XRP, the crypto originally launched by the founders of blockchain payments company Ripple, has surged in response to the latest development.
Ripple Wins Hinman Speech Spat With SEC
According to CoinGecko data, XRP is up 10.6% today, trading at roughly $0.479957, propelled by the revelation that the court has overruled SEC’s objections to releasing the William Hinman documents. XRP is now firmly back in the top six coins by market capitalization as bitcoin struggles under the $20,000 mark.
In a ruling on September 29, U.S. District Judge Analisa Torres agreed with Magistrate Judge Sarah Netburn on every issue relating to the email with a draft of former director William Hinman’s speech in 2018.

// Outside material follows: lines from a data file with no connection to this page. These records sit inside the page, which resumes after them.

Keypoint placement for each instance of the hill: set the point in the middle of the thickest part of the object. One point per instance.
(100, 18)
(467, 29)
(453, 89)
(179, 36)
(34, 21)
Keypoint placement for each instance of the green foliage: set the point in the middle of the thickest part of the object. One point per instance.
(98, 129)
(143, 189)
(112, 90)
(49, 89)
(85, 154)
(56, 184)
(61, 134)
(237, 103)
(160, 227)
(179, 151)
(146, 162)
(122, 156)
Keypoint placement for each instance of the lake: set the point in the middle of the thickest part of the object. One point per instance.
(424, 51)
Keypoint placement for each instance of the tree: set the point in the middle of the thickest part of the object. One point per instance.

Judge Netburn had declared that the email was not protected by deliberative process privilege, as the SEC had argued. The securities watchdog then asserted the attorney-client privilege to keep the email under wraps and block it from being used as evidence in court; a motion Netburn outrightly dismissed in July. She indicated that Hinman’s speech was not the regulator’s records since he expressed his personal view, therefore, they are not an “essential link in agency deliberations” as the SEC suggested. Judge Torres’ decision overruled the SEC’s objections to that ruling.
The SEC filed charges against Ripple, CEO Brad Garlinghouse, and co-founder Christian Larsen in December 2020 for allegedly conducting a $1.3 billion unregistered securities sale when they sold the XRP coin. But Ripple has continually argued that XRP fails the Howey Test and therefore does not satisfy the criteria for being deemed a security.
Ripple has noticeably refused to settle with SEC despite litigation being expensive. Founder of crypto legal news outlet Crypto-Law John E Deaton told his 218,000 followers that Ripple has forked out around $2-$3 million to get the ruling from Judge Torres, and it still has no access to the Hinman documents.
What Next In The XRP Lawsuit?
As attorney James K. Filan remarked, the SEC can still delay the submission of the documents by playing a slew of procedural cards up its sleeve. First, the commission can request Judge Torres to revisit her decision. In addition, the SEC could directly go to the Court of Appeals on a Petition for Writ of Mandamus.
While such manoeuvres are unlikely to succeed, the plaintiff could get an additional two or three months to delay producing the Hinman documents. Yet, as Filan explains, none of these delay tactics would affect the summary judgment schedule.